(London, September 30, 1999) – The Indian government has failed to prevent increasing violence against Christians and is exploiting communal tensions for political ends, Human Rights Watch charged in a report released today. The 37-page report, Politics by Other Means: Attacks Against Christians in India, details violence against Christians in the months ahead of the country's national parliamentary elections in September and October 1999, and in the months following electoral victory by the Hindu nationalist Bharatiya Janata Party (Indian People's Party, known as the BJP) in the state of Gujarat.
"Christians are the new scapegoat in India's political battles," said Smita Narula, author of the report and researcher for the Asia division of Human Rights Watch. "Without immediate and decisive action by the government, communal tensions will continue to be exploited for political and economic ends."
The Hindu organizations most responsible for violence against Christians are the Vishwa Hindu Parishad (World Hindu Council, VHP), the Bajrang Dal, and the Rashtriya Swayamsevak Sangh (National Volunteer Corps, RSS). According to a former RSS member, these groups cannot be divorced from the ruling BJP party: "There is no difference between the BJP and RSS. BJP is the body. RSS is the soul, and the Bajrang Dal is the hands for beating."
A majority of the reported incidents of violence against Christians in 1998 occurred in Gujarat, the same year that the BJP came to power in the state. In April 1999, Human Rights Watch visited the Dangs district in Gujarat, site of a ten-day spate of violent and premeditated attacks on Christian communities and institutions between December 25, 1998, and January 3, 1999. The report documents patterns there that are representative of attacks across India. These include the role of sangh parivar organizations and the local media in promoting anti-Christian propaganda, the exploitation of communal differences to mask political and economic motives underlying the attacks, local and state government complicity in the attacks, and the failure of the central government to meet its constitutional and international obligations to protect minorities.
Jamuna Bhen, a thirty-year-old agricultural laborer in Dangs district, told Human Rights Watch, "The Hindus removed the ornamentation from our church on December 25 . They threatened us by saying that they will set the church house on fire. Then they started taking down the roof tiles…. There were one hundred to 200 people who came from other villages. They said, ‘We will burn everything.' We begged them not to. We said, ‘Don't do this,' and said we will become Hindu."
In January 1999, Australian missionary Graham Staines and his two sons were trapped in their car and burned alive in the state of Orissa, reportedly by Dara Singh, a local leader of the extremist group Bajrang Dal. On the eve of India's national parliamentary elections in September and October 1999, the situation for minorities in the state deteriorated significantly. In August 1999, Singh struck again, chopping off the arms of a Muslim trader before setting him on fire. One week later, Rev. Arul Doss was shot in the chest with an arrow and beaten to death by a group of unidentified assailants. The BJP charged the Congress-led state government with criminal negligence, while Congress sought to blame the incidents on the policies and activities of sangh parivar organizations. While communal tensions in the state were exploited by political parties on all sides, the main perpetrators of the attacks were still at large.

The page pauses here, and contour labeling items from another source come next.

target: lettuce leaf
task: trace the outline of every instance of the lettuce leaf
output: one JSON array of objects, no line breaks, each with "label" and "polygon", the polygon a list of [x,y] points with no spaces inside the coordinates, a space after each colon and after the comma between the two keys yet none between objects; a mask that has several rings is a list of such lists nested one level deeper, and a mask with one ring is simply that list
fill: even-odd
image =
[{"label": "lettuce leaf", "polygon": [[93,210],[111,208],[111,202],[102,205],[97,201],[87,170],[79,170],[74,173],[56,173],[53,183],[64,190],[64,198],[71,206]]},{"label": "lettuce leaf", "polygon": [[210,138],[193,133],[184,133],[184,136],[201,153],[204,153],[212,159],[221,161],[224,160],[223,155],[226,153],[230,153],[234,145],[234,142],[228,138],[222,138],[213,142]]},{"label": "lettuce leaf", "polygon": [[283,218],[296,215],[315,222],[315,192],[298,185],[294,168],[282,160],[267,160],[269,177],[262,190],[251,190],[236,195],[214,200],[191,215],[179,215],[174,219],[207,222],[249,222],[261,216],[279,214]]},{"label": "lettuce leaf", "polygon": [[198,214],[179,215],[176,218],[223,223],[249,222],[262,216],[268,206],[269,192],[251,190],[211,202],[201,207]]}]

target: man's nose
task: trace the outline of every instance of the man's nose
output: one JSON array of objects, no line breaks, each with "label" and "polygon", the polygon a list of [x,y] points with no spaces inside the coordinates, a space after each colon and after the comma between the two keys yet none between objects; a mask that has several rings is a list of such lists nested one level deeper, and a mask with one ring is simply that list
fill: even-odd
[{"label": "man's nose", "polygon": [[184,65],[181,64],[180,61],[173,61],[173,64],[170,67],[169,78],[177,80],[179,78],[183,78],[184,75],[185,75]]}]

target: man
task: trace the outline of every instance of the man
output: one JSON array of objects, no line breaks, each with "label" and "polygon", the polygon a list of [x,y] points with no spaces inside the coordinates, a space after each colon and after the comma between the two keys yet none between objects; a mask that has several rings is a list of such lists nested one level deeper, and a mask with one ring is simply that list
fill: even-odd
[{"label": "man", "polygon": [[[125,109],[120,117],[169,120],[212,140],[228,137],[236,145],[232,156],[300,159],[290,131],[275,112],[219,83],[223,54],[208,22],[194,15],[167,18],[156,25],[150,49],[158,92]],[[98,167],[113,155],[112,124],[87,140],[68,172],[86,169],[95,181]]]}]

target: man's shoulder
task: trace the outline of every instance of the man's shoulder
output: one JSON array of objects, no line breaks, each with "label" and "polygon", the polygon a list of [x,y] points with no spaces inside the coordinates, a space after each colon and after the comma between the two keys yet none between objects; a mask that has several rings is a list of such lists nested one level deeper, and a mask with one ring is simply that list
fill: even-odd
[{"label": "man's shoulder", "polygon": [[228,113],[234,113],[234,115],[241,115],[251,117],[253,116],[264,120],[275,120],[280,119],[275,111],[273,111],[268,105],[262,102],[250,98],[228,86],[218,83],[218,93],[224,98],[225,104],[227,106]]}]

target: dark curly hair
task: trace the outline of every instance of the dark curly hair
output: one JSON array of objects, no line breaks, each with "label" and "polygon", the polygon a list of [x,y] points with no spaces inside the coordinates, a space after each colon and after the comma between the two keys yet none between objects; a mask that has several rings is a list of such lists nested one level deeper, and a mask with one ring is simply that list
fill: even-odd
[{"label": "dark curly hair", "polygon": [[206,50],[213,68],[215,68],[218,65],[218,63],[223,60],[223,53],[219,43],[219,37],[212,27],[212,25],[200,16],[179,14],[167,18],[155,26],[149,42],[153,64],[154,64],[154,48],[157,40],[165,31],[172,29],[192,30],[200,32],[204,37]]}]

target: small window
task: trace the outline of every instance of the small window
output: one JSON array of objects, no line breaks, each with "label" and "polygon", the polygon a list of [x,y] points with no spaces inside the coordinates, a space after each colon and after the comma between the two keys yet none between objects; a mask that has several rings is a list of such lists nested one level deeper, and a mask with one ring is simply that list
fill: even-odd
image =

In a pattern similar to the response to organized violence against lower castes, the tendency is for local officials under pressure to arrest a few members, but not the leaders, of the groups involved. The communities affected represent some of the poorest in the country and include Dalits ("untouchables") and members of local tribal communities, many of whom convert to Christianity to escape abuses under India's caste system. In many cases, Christian institutions and individuals targeted were singled out for their role in promoting health, literacy, and economic independence among Dalit and tribal community members. A vested interest in keeping these communities in a state of economic dependency is a motivating factor in anti-Christian violence and propaganda.
Though eyewitnesses have identified politicians and local officials as participants in the attacks, the state administration and Hindu nationalist leaders continue to portray the incidents as actions instigated by minority communities. The chief minister of Gujarat and BJP spokesmen have even blamed the violence on an "international conspiracy" to defame the political party. The prime minister has called for a national debate on conversions, signaling tacit justification for the motives underlying the attacks. The central and state governments continue to ignore the recommendations of the National Commission for Minorities.
Human Rights Watch called on the Indian government to meet its constitutional and international obligations to ensure that religious minorities may equally enjoy freedom of conscience and the right to freely profess, practice, propagate and adopt religion. In particular, Indian officials should commit to taking steps to prevent further violence and end impunity for campaigns of violence and prosecute both state and private actors responsible for the attacks.